2.5.4 Statistical Analysis

Data were reported as mean (standard error) or median and interquartile range (IQR) for continuous variables, and absolute or relative frequencies, as summary measures of categorical variables. The chi-square or Fisher exact test, Wilcoxon rank test, or Kruskal–Wallis rank-sum test was performed to investigate the association of vaccination responses with hematological parameters. Multivariable mixed-effect models for repeated-measure analysis were adopted to analyze changes in time of hematological parameters and investigate the association with vaccination response. The normal distribution of residuals from fully adjusted models was graphically checked, and transformation was adopted if needed to achieve normality. Line graphs were generated to compare responder (R+) and non-responder (R-) patients in terms of changes over time. Heatmaps were generated calculating Spearman correlation coefficients and by performing a sparse partial least square-differential analysis (sPLS-DA) selecting the most correlated variables by using the first and second component loading vectors. All reported values were two-sided, and p was considered statistically significant. All analyses were carried out using the RStudio (R version 4.0.0) and SAS (version 9.2) software.

3 Results

3.1 Baseline Characteristics

Forty-six healthcare worker (HCW) subjects (at baseline: N = 46; 30.4% men; 69.6% women; mean age 36.05 ± 2.2 (SD) years; Table 1 and Figure S1B ) enrolled in IRCCS MultiMedica (Milan, Italy) as part of the vaccination campaign promoted by the Italian Ministry of Health were subjected to Pfizer BNT162B2 mRNA injection. The rate of the dropout was higher on the day of the boost (as reported in extended data, Table S1 ). All the individuals enrolled in the study are healthcare workers (HCWs). As such, they all received molecular and antigenic tests for SARS-CoV-2 detection as soon as these tests became available (spring of 2020) and regularly during 2020 and 2021; none of the HCWs enrolled in the study tested positive for SARS-CoV-2 before the vaccination. The presence of comorbidities was verified as well in all the HCWs. Results indicated that 1 was in treatment with methotrexate for autoimmunity disease and was excluded from the study; indeed, the latter resulted to be infected by SARS-CoV-2 on the 14th day from 1^ dose, as reported in the supplementary data file ( Table S2 ).

Table 1.

Baseline characteristics.

Variable (mean±SD)
Age, y 36.05 ± 2.2
Sex
 woman (N, %) 32 (69.6%)
 man (N, %) 14 (30.4%)
WBC (10^3/uL)  7.3 ± 1.7
RBC (10^6/uL)  4.8 ± 0.4
Hgb (g/dL)  14.1 ± 1.3
HCT (%)  42.8 ± 3.4
MCV (fL)  90.3 ± 4.3
MCHC (g/dL)  32.8 ± 0.9
MCH (pg)  29.6 ± 1.5
PLT (10^3/uL)  250.1 ± 51.7
Neutrophils (10^3/uL)   4.3 ± 1.5
Basophils (10^3/uL)   0.04 ± 0.02
Eosinophils (10^3/uL)   0.1 ± 0.1
Lymphocytes (10^3/uL)   2.3 ± 0.6
Monocytes (10^3/uL)   0.5 ± 0.1
N reported previous SARS-CoV-2 Infection (2020 pandemic) 3 (EXCLUDED)
N undoubted previous SARS-CoV-2 Infection, IgG+-based 1
N Infection during the vaccination 1

WBC, whole blood cell; RBC, red blood cell; Hgb, hemoglobin; HCT, hematocrit; MCV, mean corpuscular value; MCHC, mean corpuscular hemoglobin concentration; MHC, mean corpuscular hemoglobin; PLT, platelets.
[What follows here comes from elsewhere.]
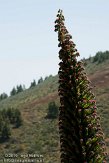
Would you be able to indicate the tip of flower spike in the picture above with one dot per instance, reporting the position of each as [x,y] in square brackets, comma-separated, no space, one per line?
[59,11]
3.2 Impact of mRNA-BNT162b2 on the Kinetics of Immune Cell Prevalence

B cells, T cells, and NK cells are cellular compartments of immunity conferring protection against pathogens. Here we found, during the timing of vaccination, that B cells slightly grew up in number and NK cell frequencies were higher. T cells showed a slow but inexorable decline over time ( Figure 1A ). In addition, multivariable models showed i) a positive association between T cells and IgG levels (p = 0.016, Table S3 ) and ii) a negative association between T cells and NK cells at all times (p < 0.0001, Table S4 ).

Figure 1.

Figure 1

Global landscape of the immune phenotypic changes in a longitudinal cohort who received mRNA-based vaccination against SARS-CoV-2. (A, B) Flow cytometry analysis for immune cell compartments panel. (A) prevalence % of total T (CD3+, purple, p < 0.0001), B (CD19+, blue, p = 0.0004), and NK (CD56+, green, p < 0.0001) cells during the timing vaccination. (B) Prevalence % of IL4+-producing B cells (blue, p < 0.0001) and IFNγ+-producing B cells (purple, p = 0.004) compared to total B cells (green, p = 0.0004) at the stages of immunization. Multivariable mixed models for repeated measures adjusted for confounders (time, age, sex, responders) were performed.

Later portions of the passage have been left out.